Le général de corps d’armée Emmanuel Beth, officier parachutiste de la Légion étrangère, est nommé ambassadeur extraordinaire et plénipotentiaire de la République française au Burkina Faso le 25 août 2010. Le 1er août 1994, il prenait le commandement de la 13e DBLE[11] dont il inspecte le détachement au Rwanda le 6 août.[12]

À ce moment-là, protégés par l’armée française, les Interahamwe poursuivent la chasse aux Tutsi restants dans la zone Turquoise.
L’ancien ministre de la coopération Michel Roussin, qui organisa secrètement le soutien militaire aux auteurs du génocide des Tutsi du Rwanda en 1994, alors que ceux-ci accomplissaient leur forfait, est aujourd’hui conseiller du patron d’EDF, Henri Proglio. Il devait se rendre au Mali les 19 et 20 avril 2011 pour discuter d’une entrée d’EDF dans la compagnie d’électricité Energie du Mali (EDM).[13]

François Mitterrand a pu impliquer les Français, sans qu’ils en soient vraiment informés, dans le génocide des Tutsi en utilisant le mécanisme de prise de décision mis à la disposition du Président de la République pour déclencher la force de frappe nucléaire. Pour décider de ce massacre de populations, il n’a besoin de consulter aucune instance élue.

C’est à propos du Rwanda que Mitterrand confie cyniquement à son fils Jean-Christophe : « Dans cette région des Grands Lacs les massacres sont devenus la norme. Dans ce type de conflit ne cherche pas les bons et les méchants, il n’existe que des tueurs potentiels. »[14]

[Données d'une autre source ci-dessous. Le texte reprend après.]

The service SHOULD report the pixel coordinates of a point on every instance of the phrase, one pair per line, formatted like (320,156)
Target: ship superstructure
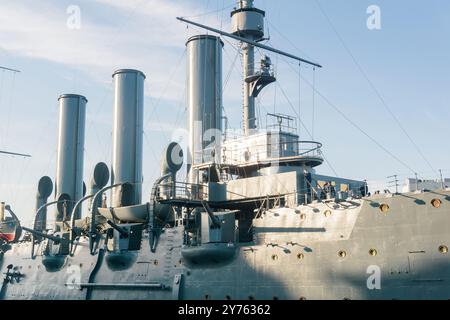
(253,220)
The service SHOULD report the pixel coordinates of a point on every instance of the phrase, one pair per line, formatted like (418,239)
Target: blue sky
(407,62)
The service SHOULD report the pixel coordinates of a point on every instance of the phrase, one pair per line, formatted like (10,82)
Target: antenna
(9,69)
(253,43)
(394,182)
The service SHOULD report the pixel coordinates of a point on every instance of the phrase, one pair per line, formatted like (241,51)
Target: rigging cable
(301,122)
(313,100)
(299,96)
(327,101)
(371,84)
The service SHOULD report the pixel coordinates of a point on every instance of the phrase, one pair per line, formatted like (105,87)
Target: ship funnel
(127,137)
(45,189)
(204,83)
(69,172)
(99,180)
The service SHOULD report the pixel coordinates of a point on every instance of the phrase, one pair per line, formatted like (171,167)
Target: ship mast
(248,29)
(248,23)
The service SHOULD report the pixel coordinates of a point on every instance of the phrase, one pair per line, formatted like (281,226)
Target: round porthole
(384,208)
(443,249)
(436,203)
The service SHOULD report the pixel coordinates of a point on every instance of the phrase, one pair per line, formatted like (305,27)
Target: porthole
(436,203)
(384,208)
(443,249)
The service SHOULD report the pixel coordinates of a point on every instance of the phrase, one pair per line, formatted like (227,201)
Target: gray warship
(253,220)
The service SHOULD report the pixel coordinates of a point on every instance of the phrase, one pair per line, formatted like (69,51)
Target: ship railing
(182,191)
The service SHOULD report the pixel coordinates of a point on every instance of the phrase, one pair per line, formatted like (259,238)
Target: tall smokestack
(69,170)
(127,137)
(204,82)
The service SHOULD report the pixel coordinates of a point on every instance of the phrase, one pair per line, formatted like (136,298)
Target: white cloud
(142,34)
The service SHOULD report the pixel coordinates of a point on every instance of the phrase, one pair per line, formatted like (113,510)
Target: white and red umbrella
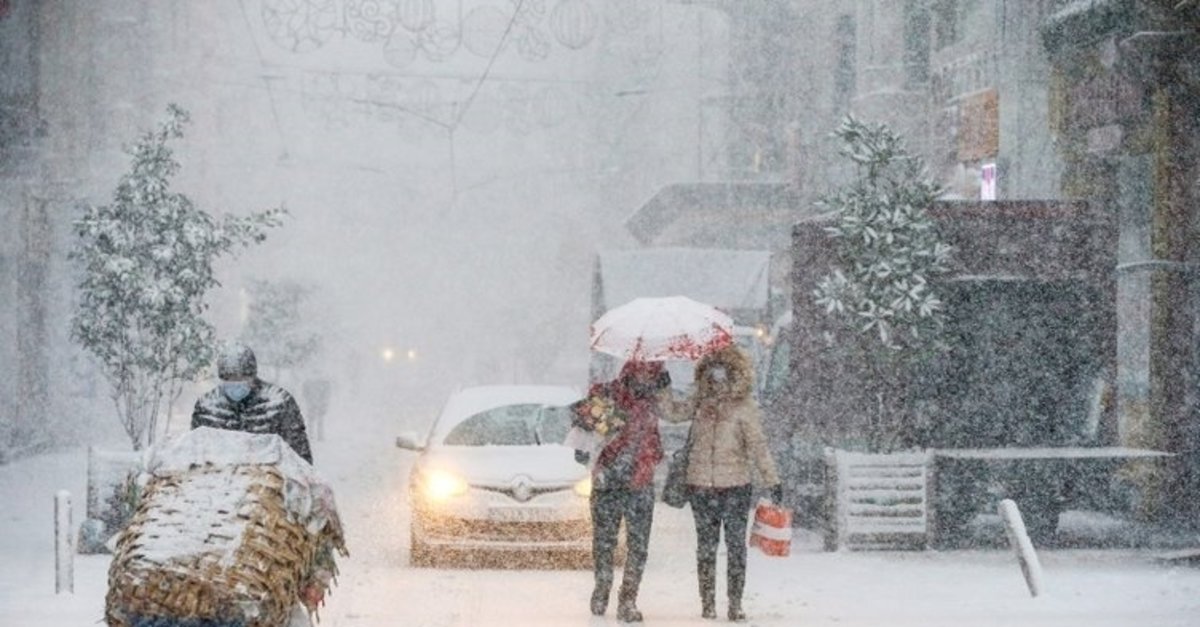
(659,329)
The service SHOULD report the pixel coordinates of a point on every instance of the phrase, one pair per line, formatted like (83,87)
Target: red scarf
(641,431)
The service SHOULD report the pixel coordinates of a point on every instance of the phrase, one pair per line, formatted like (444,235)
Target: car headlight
(439,484)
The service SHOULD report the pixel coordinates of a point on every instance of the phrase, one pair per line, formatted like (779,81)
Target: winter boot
(627,604)
(599,599)
(628,611)
(707,573)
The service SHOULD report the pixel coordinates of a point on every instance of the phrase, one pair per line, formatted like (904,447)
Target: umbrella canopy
(658,329)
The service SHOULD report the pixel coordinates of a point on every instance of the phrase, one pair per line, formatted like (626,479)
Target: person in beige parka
(727,452)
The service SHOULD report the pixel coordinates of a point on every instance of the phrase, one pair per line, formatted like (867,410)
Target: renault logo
(522,489)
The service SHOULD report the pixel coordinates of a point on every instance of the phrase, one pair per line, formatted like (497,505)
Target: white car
(493,475)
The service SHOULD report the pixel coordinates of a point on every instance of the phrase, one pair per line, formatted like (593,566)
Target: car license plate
(519,514)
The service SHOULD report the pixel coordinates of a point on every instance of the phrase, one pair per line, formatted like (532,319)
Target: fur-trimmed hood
(738,382)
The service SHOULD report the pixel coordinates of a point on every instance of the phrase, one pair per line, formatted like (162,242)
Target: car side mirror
(408,441)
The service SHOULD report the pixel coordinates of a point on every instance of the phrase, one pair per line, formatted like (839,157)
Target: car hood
(498,466)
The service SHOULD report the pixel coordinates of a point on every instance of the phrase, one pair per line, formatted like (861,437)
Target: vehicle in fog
(493,475)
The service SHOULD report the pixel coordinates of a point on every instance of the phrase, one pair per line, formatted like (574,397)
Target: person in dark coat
(245,402)
(623,485)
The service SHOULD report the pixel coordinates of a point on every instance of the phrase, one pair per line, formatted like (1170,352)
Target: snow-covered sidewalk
(810,587)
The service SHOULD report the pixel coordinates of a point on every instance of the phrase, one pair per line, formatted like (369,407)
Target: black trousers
(609,508)
(715,508)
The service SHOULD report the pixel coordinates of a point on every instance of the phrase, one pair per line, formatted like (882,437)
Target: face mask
(235,390)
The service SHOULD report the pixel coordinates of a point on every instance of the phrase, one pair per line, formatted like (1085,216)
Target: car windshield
(510,425)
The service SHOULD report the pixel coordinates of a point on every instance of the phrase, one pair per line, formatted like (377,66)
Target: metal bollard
(1020,542)
(64,547)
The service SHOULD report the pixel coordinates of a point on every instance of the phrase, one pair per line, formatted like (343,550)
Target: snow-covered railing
(880,501)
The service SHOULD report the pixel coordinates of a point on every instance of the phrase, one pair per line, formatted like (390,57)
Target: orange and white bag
(772,530)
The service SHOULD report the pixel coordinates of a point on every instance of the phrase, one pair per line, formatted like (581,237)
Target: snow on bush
(145,263)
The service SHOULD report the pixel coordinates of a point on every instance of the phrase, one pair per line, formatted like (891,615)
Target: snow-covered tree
(275,324)
(145,263)
(880,291)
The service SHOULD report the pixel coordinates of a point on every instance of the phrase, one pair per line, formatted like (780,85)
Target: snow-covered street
(377,587)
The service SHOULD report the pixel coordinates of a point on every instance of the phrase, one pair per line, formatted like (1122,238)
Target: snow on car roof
(469,401)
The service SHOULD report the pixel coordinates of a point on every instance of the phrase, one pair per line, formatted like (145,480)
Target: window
(513,425)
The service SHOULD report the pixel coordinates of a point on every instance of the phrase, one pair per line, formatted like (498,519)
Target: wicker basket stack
(219,544)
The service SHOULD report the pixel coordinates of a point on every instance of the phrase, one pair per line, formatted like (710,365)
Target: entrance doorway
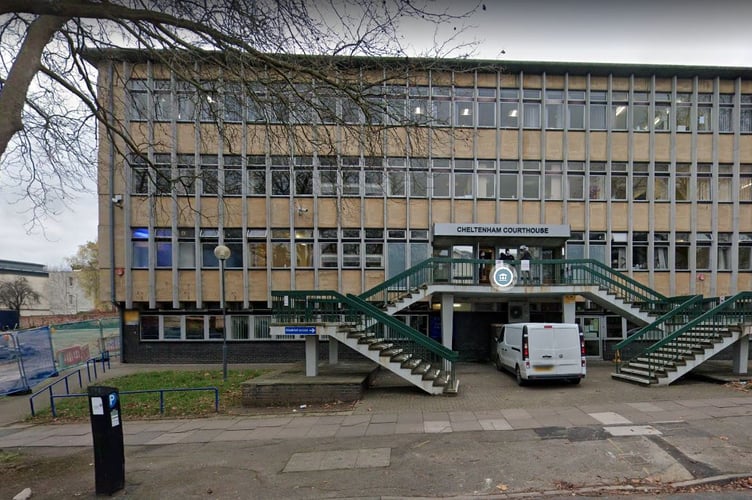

Génocide des Tutsi en 1994, guerres et massacres au Congo ex-Zaïre, consécutifs à la non-arrestation par la France des auteurs du génocide des Tutsi, massacres au Congo-Brazza en 1998-1999, déstabilisation du Libéria, de la Sierra-Leone et de la Côte d’Ivoire par l’intermédiaire de Blaise Compaoré, président du Burkina Faso et assassin de son
prédécesseur, Thomas Sakara, coupable d’impertinence à l’égard du président français, massacre par les militaires français à Abidjan, le 9 novembre 2004, sont les maillons successifs d’une réaction en chaîne soigneusement entretenue par la France et jusqu’ici autrement plus mortels que les neutrons des réacteurs à eau pressurisée français.

Jacques Morel
24 avril 2011


Notes :

1 Muriel Mathieu, La mission Afrique centrale, L’Harmattan, pp. 103–104.

2 Ibidem, p. 137.

3 Ainsi que le rappelle ironiquement Boubacar Boris Diop dans sa postface à Murambi, le livre des ossements, Zulma, 2011.

4 La Lettre du Continent, no 610, 21 avril 2011, p. 6.

5 Otages/Niger : Areva remplace le responsable de sa sécurité interne, AFP, 16 novembre 2010.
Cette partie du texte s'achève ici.